As an example: consider galaxy rotation curves. The problem is using a simplistic version of Newton's law of gravity which works fine for our solar system with only eight significant bodies orbiting a sun which contains 99.8% of the mass at the very centre. However, galaxies are more complicated; our own milky way contains hundreds of billions of stars all roughly the same order of mass. So that when more finessed methods of derivation are used: hey presto one gets the right rotation curve. I have mentioned this before in PF - search me and find the refs.
 
  • Skeptical
  • Haha
  • Sad
Likes Motore, weirdoguy and russ_watters
  • #15
Orodruin said:
No, but that’s the point. It is exactly the absence of CP violation in the strong sector that motivates the original axions.

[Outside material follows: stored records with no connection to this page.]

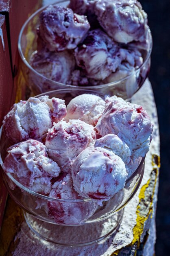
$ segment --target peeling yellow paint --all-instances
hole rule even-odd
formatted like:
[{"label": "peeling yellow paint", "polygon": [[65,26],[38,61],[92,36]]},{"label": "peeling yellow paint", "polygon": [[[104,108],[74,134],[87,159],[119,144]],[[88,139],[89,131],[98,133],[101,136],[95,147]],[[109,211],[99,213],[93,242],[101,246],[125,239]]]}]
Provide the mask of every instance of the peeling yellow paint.
[{"label": "peeling yellow paint", "polygon": [[[152,156],[152,165],[153,166],[156,166],[157,168],[153,168],[152,170],[151,173],[154,170],[156,171],[155,173],[155,180],[154,185],[153,188],[153,191],[150,203],[149,211],[146,216],[142,216],[141,214],[140,210],[140,203],[142,200],[144,200],[145,197],[145,192],[147,188],[149,186],[150,180],[149,179],[147,182],[146,184],[144,185],[141,188],[140,192],[139,195],[139,202],[137,207],[137,209],[136,210],[136,214],[137,216],[136,219],[136,224],[134,227],[133,229],[133,239],[132,242],[129,244],[127,247],[131,246],[133,245],[135,243],[137,243],[137,247],[139,248],[140,245],[140,237],[144,231],[144,225],[145,221],[148,219],[149,216],[150,216],[150,218],[152,218],[152,204],[153,202],[153,199],[155,194],[155,186],[157,182],[157,178],[158,175],[159,168],[160,166],[160,157],[156,155],[153,155]],[[122,248],[118,249],[116,251],[115,251],[113,254],[112,254],[111,256],[116,256],[118,255],[119,253],[120,252]],[[137,251],[135,252],[136,254]]]},{"label": "peeling yellow paint", "polygon": [[153,154],[152,156],[152,165],[155,166],[155,164],[159,168],[161,167],[161,159],[157,155]]}]

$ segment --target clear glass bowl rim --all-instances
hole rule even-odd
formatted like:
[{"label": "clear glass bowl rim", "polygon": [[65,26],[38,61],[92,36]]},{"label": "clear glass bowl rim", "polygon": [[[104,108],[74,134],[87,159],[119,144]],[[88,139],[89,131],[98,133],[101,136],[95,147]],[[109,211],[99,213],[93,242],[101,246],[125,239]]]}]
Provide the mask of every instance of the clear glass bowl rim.
[{"label": "clear glass bowl rim", "polygon": [[[67,89],[66,89],[67,90]],[[0,129],[0,143],[1,140],[1,137],[2,133],[2,126]],[[133,177],[136,175],[136,174],[138,173],[138,171],[139,168],[140,168],[141,166],[143,164],[144,160],[145,160],[145,157],[141,157],[141,160],[140,162],[140,163],[135,170],[135,172],[133,173],[133,174],[126,180],[125,182],[125,186],[126,184],[129,183],[129,182],[130,182],[131,180],[132,180],[133,178]],[[50,201],[54,201],[59,202],[67,202],[67,203],[75,203],[75,202],[86,202],[88,201],[90,201],[92,200],[92,199],[90,198],[84,198],[83,199],[60,199],[58,198],[51,198],[49,196],[48,196],[46,195],[41,195],[41,194],[39,194],[38,193],[37,193],[29,189],[27,189],[24,186],[21,184],[20,182],[19,182],[16,180],[14,179],[14,178],[11,175],[10,173],[7,173],[3,169],[3,160],[2,159],[1,157],[1,153],[0,152],[0,164],[3,170],[3,171],[5,173],[5,174],[8,176],[8,177],[17,186],[19,187],[21,189],[24,191],[25,192],[28,193],[29,194],[31,194],[35,196],[37,198],[41,198],[41,199],[44,199],[45,200],[48,200]]]},{"label": "clear glass bowl rim", "polygon": [[[58,4],[64,2],[68,2],[68,1],[66,1],[66,0],[59,0],[58,1],[56,1],[55,3],[54,3],[54,4],[50,4],[50,5],[53,5],[54,4]],[[29,70],[30,70],[32,72],[34,73],[36,75],[40,76],[41,78],[47,80],[49,82],[52,83],[54,84],[56,83],[56,85],[60,85],[61,86],[66,85],[68,86],[68,88],[75,88],[78,87],[80,88],[84,88],[85,86],[83,86],[78,85],[78,87],[76,85],[68,85],[68,84],[65,84],[64,83],[59,83],[59,82],[56,82],[55,81],[54,81],[54,80],[52,80],[52,79],[49,79],[48,78],[47,78],[47,77],[46,77],[45,76],[44,76],[43,75],[42,75],[39,73],[38,73],[29,64],[29,63],[26,61],[26,58],[24,56],[24,54],[22,51],[22,47],[21,47],[21,38],[22,37],[22,35],[23,31],[24,29],[25,29],[26,27],[28,25],[28,24],[30,22],[30,21],[32,20],[32,19],[33,19],[35,16],[36,16],[36,15],[37,15],[40,11],[41,11],[45,9],[49,5],[49,4],[48,4],[47,5],[46,5],[45,7],[41,7],[41,8],[38,9],[37,11],[36,11],[35,12],[34,12],[30,16],[30,17],[26,20],[26,21],[23,25],[21,29],[20,33],[20,34],[19,34],[19,36],[18,38],[18,51],[19,51],[20,55],[20,57],[22,61],[24,62],[24,63],[29,68]],[[137,72],[138,70],[140,70],[141,68],[143,67],[144,66],[144,65],[145,65],[145,63],[147,63],[147,62],[148,61],[150,56],[150,55],[151,55],[151,53],[152,52],[152,50],[153,44],[153,40],[152,40],[152,35],[151,35],[151,33],[150,32],[150,30],[149,27],[148,28],[148,35],[149,35],[149,42],[150,43],[149,50],[147,53],[147,55],[146,56],[145,59],[144,60],[144,61],[143,63],[140,66],[139,66],[139,67],[138,67],[137,69],[135,70],[135,71],[134,71],[134,72]],[[114,82],[111,82],[111,83],[109,83],[103,84],[102,85],[92,85],[92,86],[85,86],[85,88],[86,89],[93,88],[94,89],[99,89],[99,88],[102,88],[103,87],[108,87],[108,86],[115,86],[117,85],[118,84],[119,84],[120,83],[122,82],[124,80],[126,80],[129,77],[130,77],[131,75],[131,74],[129,74],[128,75],[126,76],[125,76],[123,78],[119,79]]]}]

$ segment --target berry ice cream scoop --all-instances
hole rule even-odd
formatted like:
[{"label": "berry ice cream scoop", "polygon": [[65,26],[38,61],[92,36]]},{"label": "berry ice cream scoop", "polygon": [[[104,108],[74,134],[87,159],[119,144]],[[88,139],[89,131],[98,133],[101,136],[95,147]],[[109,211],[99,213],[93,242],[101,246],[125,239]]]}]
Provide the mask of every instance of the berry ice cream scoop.
[{"label": "berry ice cream scoop", "polygon": [[103,80],[118,67],[118,45],[100,29],[92,30],[75,49],[76,61],[87,77]]},{"label": "berry ice cream scoop", "polygon": [[42,11],[40,21],[38,35],[51,51],[74,49],[90,28],[85,16],[57,5],[50,5]]},{"label": "berry ice cream scoop", "polygon": [[70,0],[68,7],[74,12],[87,16],[91,29],[100,27],[97,17],[94,13],[94,0]]},{"label": "berry ice cream scoop", "polygon": [[68,105],[65,119],[79,119],[95,126],[105,106],[105,101],[99,96],[82,94],[72,99]]},{"label": "berry ice cream scoop", "polygon": [[94,0],[70,0],[68,7],[76,13],[87,15],[89,11],[94,13]]},{"label": "berry ice cream scoop", "polygon": [[[66,84],[70,80],[75,61],[71,52],[51,52],[43,49],[35,52],[32,55],[30,63],[35,70],[45,77]],[[37,85],[38,81],[36,83],[36,74],[32,72],[30,76]]]},{"label": "berry ice cream scoop", "polygon": [[[52,99],[52,101],[54,103],[53,110],[45,102],[35,98],[31,97],[27,101],[20,101],[14,104],[3,121],[3,130],[7,137],[15,143],[28,138],[41,139],[45,137],[52,122],[57,120],[58,104],[60,105],[61,100],[56,98]],[[63,117],[66,114],[64,102],[62,106],[64,110],[62,111],[59,107],[59,120],[61,118],[61,112]],[[54,116],[56,117],[54,120]]]},{"label": "berry ice cream scoop", "polygon": [[61,171],[57,163],[48,157],[46,146],[34,139],[9,148],[3,168],[28,189],[47,195],[51,189],[52,179]]},{"label": "berry ice cream scoop", "polygon": [[102,205],[123,188],[127,177],[125,165],[110,150],[87,148],[76,157],[72,168],[74,189],[82,196],[96,199]]},{"label": "berry ice cream scoop", "polygon": [[38,99],[48,106],[52,124],[61,121],[66,115],[66,106],[64,100],[55,97],[49,99],[48,95],[41,96]]},{"label": "berry ice cream scoop", "polygon": [[[75,191],[70,174],[55,182],[49,196],[59,199],[82,199]],[[97,207],[95,200],[84,202],[48,201],[48,215],[55,222],[65,225],[81,224],[93,214]]]},{"label": "berry ice cream scoop", "polygon": [[100,147],[111,150],[120,157],[125,164],[131,161],[131,153],[127,145],[115,134],[107,134],[96,141],[95,147]]},{"label": "berry ice cream scoop", "polygon": [[[124,141],[137,158],[149,151],[153,125],[142,106],[113,96],[99,119],[96,128],[102,137],[113,133]],[[109,103],[109,102],[108,102]]]},{"label": "berry ice cream scoop", "polygon": [[99,0],[95,12],[103,29],[116,42],[144,40],[147,16],[137,0]]},{"label": "berry ice cream scoop", "polygon": [[94,145],[93,127],[79,120],[62,120],[55,124],[47,135],[48,155],[65,173],[70,173],[75,158],[87,147]]}]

But, this still means that strong CP violation is hypothetical.
 
  • #16
Orodruin said:
That is simply false. In particular models with particular assumptions and particular production mechanisms perhaps, but in general nowhere close to true.

I am not sure which assumptions you are referring to. The graph is between cross section and mass. Presumably dark matter particle have mass. I presume they would need some cross section to have any hope of detection. If the cosmology community are going to give up on that this leads into an entirely different philosophical territory.
 
  • Sad
Likes weirdoguy
  • #17
Adrian59 said:
I am not sure which assumptions you are referring to. The graph is between cross section and mass. Presumably dark matter particle have mass. I presume they would need some cross section to have any hope of detection. If the cosmology community are going to give up on that this leads into an entirely different philosophical territory.
Every such graph has assumptions regarding the model behind it. It is never as simple as just a cross section vs mass regardless of how much some people would like to present it as such.

Edit: And on top of that, these graphs never really show the entire parameter space which is workable within a model either, as described above.
 
  • Like
Likes weirdoguy
  • #18
It seems this is a good time to close this thread, and the OPs question has been answered.